You have to accept your partner has a life. She needs to be allowed to live it too! It is very unfair to beg her to stay. Most jobs are at least 8 hours a day. What you do is you learn by getting out and doing. When it was balls to the wall and I was very sick and my husband was injured I had to drive myself to the doctor that he always went with, grocery shop, everything and I had to take care of him... Not him doing it for me. I cooked all the meals. I did everything.

It was hard but I learned I could do it and it wasn't as horrible as I thought. I did collapse and get very sick once it went back to normal as it was too much but I saw it could be done. This may be a good time for you to take up a hobby and learn you do not need someone around you. Everyone needs space and it may be good to have a little space forced upon you.

Just remember partners are part of our lives and visa versa, they are not our whole life and you should not expect them to make you their whole life. Compliments to life is more what you should be aiming at.

Congratulate on her work in the course she will be doing and wish her all the luck. I know it is scary but you will really be OK.
 
Keep coming to the forum....use the forum for support. Learn to find ways to enjoy your own company.
You will be ok....you can do this.
 
Mortiis,

Within a week of my PTSD symptoms coming to the surface, my husband was gone for five weeks (home for weekends) in a row. Tough doesn't even begin to describe it. But I did it. I worked, took care of my daughters (who also helped to take care of me) and dealt the best I could. But I proved to myself that even when things were at their worst that I could manage, I could function. I hated it and wanted my husband home. But this helped him a lot with his job.

Remind yourself that it's temporary. I know it doesn't feel like it. But it won't last forever. Get something for yourself to do, keep yourself as busy as you can. It will help. And know that you're going to prove to yourself that you can do this.

Lisa
 
Are you able to focus on reading? I find reading informational books on healing and positive thinking really helps me. I love to be alone and read so I'm not sure if this is the right advise.

There are so many things on the internet. Try to think back when you were a child and remember what you liked to do. For instance, maybe you liked basketball. Maybe you could find a game on the internet on basketball. At first it may seem dumb, but if you like it as a child it will come back to you (most likely)

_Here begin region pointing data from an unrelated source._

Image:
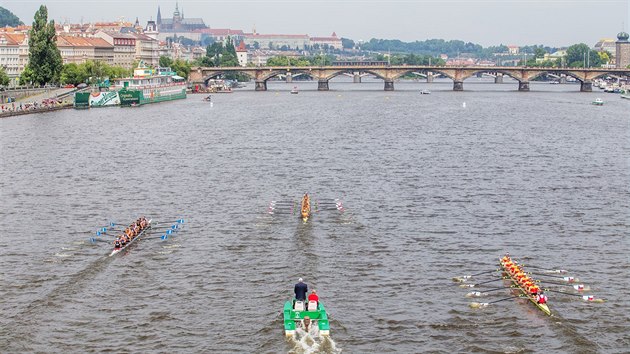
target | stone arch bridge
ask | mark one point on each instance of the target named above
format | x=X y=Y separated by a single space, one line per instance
x=389 y=73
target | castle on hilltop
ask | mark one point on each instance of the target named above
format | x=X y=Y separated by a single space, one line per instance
x=178 y=23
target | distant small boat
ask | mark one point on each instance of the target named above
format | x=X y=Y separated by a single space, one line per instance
x=598 y=102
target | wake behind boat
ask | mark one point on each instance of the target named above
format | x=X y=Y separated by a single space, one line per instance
x=299 y=314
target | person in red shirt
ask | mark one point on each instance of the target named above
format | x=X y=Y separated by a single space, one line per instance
x=313 y=296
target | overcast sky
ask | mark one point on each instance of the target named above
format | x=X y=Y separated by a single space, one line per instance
x=486 y=22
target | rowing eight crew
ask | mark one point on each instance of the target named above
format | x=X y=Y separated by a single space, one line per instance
x=527 y=283
x=130 y=233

Hang in there and I wish you peace
Tammy
 
I don't know your life situation, but you could turn this into something very positive.

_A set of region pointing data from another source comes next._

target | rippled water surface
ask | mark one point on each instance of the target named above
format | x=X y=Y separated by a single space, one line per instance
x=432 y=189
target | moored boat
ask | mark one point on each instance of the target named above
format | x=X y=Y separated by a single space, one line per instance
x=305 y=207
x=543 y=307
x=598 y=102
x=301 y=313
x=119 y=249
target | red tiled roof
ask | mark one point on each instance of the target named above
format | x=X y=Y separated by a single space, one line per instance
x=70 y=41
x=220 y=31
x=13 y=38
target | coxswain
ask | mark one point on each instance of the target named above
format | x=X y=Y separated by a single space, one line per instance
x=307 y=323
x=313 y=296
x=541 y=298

This sounds like it's an excellent time to develop an alternative support system for yourself. Use this forum when you need it, if possible try to connect with old friends and explore some possible hobbies that you might enjoy.

You could even do some volunteer work at a local church or community center. There is so much that you can do to fill the void.

Trust me when I say that there are times when I have a hard time living in my own skin. When that happens I do a lot of research online on different topics that I enjoy, I go for walks etc. In your case perhaps you can spend time writing love letters each day so when your partner comes home they have something wonderful and supportive from you.

As I said above I don't know your life situation so with that in mind I would also suggest doing everything that you can to help your partner succeed. Have dinner waiting, draw her a bath etc. Just be as supportive as you can one day at a time. This could help make the time go by faster.